Meu Deus do céu, tem jeito não. O arboricídio parece mesmo não ter fim nas ruas do Recife. A mais recente vítima da motosserra insana fica na Rua Laurindo Coelho, no bairro de Casa Forte. Na calada da noite, no último domingo, ainda havia muitos galhos espalhados pelo chão, segundo me informaram. Hoje passei lá e constatei: está lá a árvore degolada, mais um para reforçar o triste título de capital nacional dos toquinhos para o Recife. Na sua cruzada contra esse arboricídio,  #OxeRecife  mostra  dois “indivíduos” degolados, ambos na Zona Norte.

Encontrei uma outra árvore assassinada, no bairro da Tamarineira, na Rua Soares Moreno, onde fica a Vila dos Comerciários. Há mais de duas semanas solicitei informações oficiais sobre as derrubadas aqui no Recife, mas a Emlurb não deu. E acredito que não vai dar retorno. Não há mesmo como explicar a “redução” no número oficial de árvores erradicadas, que eram 5 mil em  2015. E que na última informação que me deram, em 2016, eram 4 mil. Ainda aguardo números oficiais atualizados, esclarecedores e não contraditórios.  Pelo que vejo, esse assunto virou mesmo caixa preta. É como diz a leitora Sofia Lopes, que chama o Recife de “cidade carente de verde, e campeã em destruição de árvores”.

Esse toco fica na Rua Soares Moreno, na Vila dos Comerciários, bairro da Tamarineira. Cadê a reposição? Ninguém faz.

Não esqueço nunca uma frase do colega Rodolfo Aureliano, outro que levanta a voz contra essa destruição do que resta de verde no nosso Recife. “O ritmo da derrubada é industrial”, reclama. E é mesmo. No caso da Rua Laurindo Coelho, a informação foi que a árvore foi atacada de cupins. “Estava  oca”.  E não há remédio para cupim? Se chegou a um ponto tão grave de risco é porque deixaram a praga se espalhar. O fato é que, como muitas outras aqui no Recife, a árvore é “erradicada”, mas o tronco fica lá, impedindo que se plante outra no lugar.

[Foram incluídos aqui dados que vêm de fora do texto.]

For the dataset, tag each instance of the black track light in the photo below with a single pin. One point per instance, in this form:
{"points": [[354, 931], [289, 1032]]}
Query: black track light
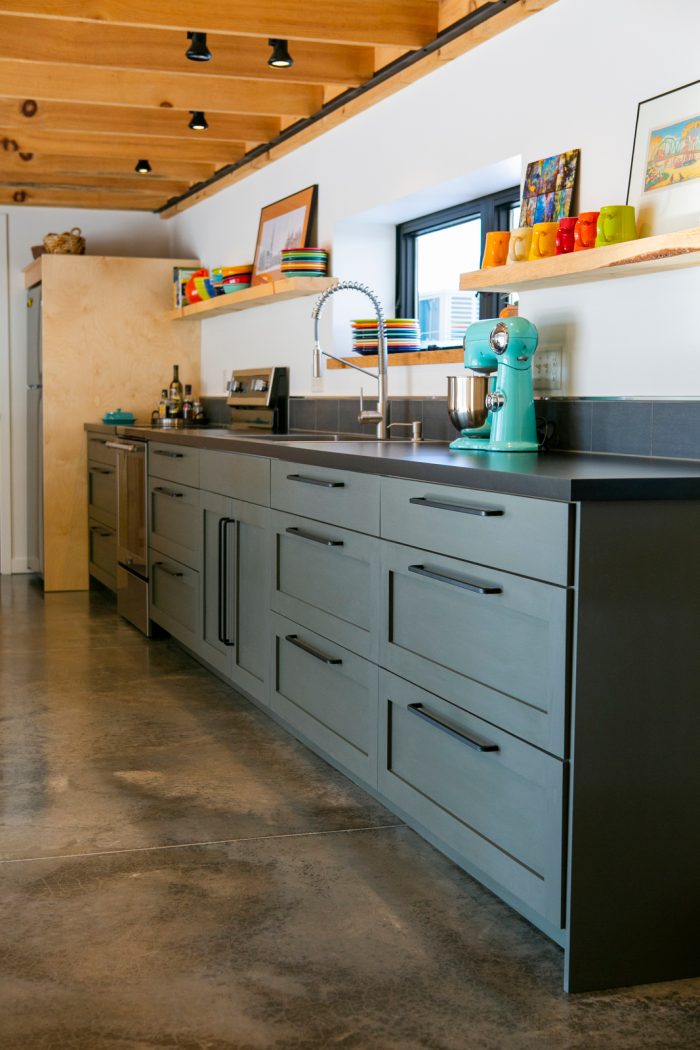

“A Emlurb não conhece as árvores escoradas, alinhadas dos parques franceses? Também não conhece a reposição de árvores adultas no litoral australiano? Não é difícil acessar essas coisas”, diz o leitor Márcio Alain. “Talvez em horas se tenha todo esse material e, com o apoio do cidadão comum, sem custos, tenhamos como evitar cenários como esses”. É verdade. Dia desses mataram duas ou três árvores na Avenida Rui Barbosa, na calçada do Colégio das Damas. Esta semana passei lá, para checar se houve reposição. Houve. Mas a plantinha que botaram para repor tem menos de meio palmo e apenas uma folhinha. Não é à toa, portanto, que 30 por cento das “mudas” plantadas pelo poder público não cresçam. A alta “mortalidade infantil” tem, portanto, os seus motivos.